Les patients déclarent que leur vie s'améliore
"Ce qui est vraiment important ici, c'est que les patients eux-mêmes déclarent que leur vie s'améliore", a déclaré Charles Conway. "Il s'agit d'une population de personnes chez qui un nombre élevé de traitements ont échoué, y compris des traitements très agressifs tels que la thérapie électroconvulsive.
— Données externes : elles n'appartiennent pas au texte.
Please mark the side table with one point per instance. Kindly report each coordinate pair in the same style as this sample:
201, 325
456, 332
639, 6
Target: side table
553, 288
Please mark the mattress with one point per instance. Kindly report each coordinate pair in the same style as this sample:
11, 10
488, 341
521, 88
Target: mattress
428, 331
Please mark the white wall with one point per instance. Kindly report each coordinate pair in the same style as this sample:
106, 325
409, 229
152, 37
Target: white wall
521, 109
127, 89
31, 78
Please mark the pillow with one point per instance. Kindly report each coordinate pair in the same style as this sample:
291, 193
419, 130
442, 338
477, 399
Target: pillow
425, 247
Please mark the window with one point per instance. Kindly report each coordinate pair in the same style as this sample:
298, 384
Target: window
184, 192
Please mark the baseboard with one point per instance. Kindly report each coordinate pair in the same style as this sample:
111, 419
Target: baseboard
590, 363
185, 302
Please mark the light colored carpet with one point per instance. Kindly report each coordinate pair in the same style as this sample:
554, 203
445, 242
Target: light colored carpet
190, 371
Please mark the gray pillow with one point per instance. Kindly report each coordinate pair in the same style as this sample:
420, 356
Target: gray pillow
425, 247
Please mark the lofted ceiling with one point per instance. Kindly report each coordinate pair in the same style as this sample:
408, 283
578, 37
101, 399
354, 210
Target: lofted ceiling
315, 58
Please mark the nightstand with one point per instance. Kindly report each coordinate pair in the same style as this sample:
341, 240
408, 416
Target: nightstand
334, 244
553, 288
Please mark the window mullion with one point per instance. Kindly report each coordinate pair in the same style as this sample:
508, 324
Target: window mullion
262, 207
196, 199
Et ces personnes ne se contentent pas de dire « Oui, je me sens un peu mieux »." Il ajoute : "Ce qui est bien avec la stimulation du nerf vague, nous le savons d'après d'autres études, c'est que lorsque le patient réagit, les effets se maintiennent généralement."
La plupart des améliorations n'ont été observées qu'au cours des trois derniers mois de l'essai, ce qui montre que les bienfaits arrivent lentement au cours de la première année de traitement.
À la fin de l'année, les appareils qui avaient été désactivés pendant la période de contrôle de 12 mois ont été remis en marche. Le groupe éteint a fait état d'une amélioration plus importante que prévu, en particulier au cours des dernières semaines. Or tous les participants savaient que les appareils seraient activés à la fin de l'année, ce qui a pu affecter ceux du groupe témoin qui savaient qu'un soulagement potentiel était à venir, suggère Charles Conway.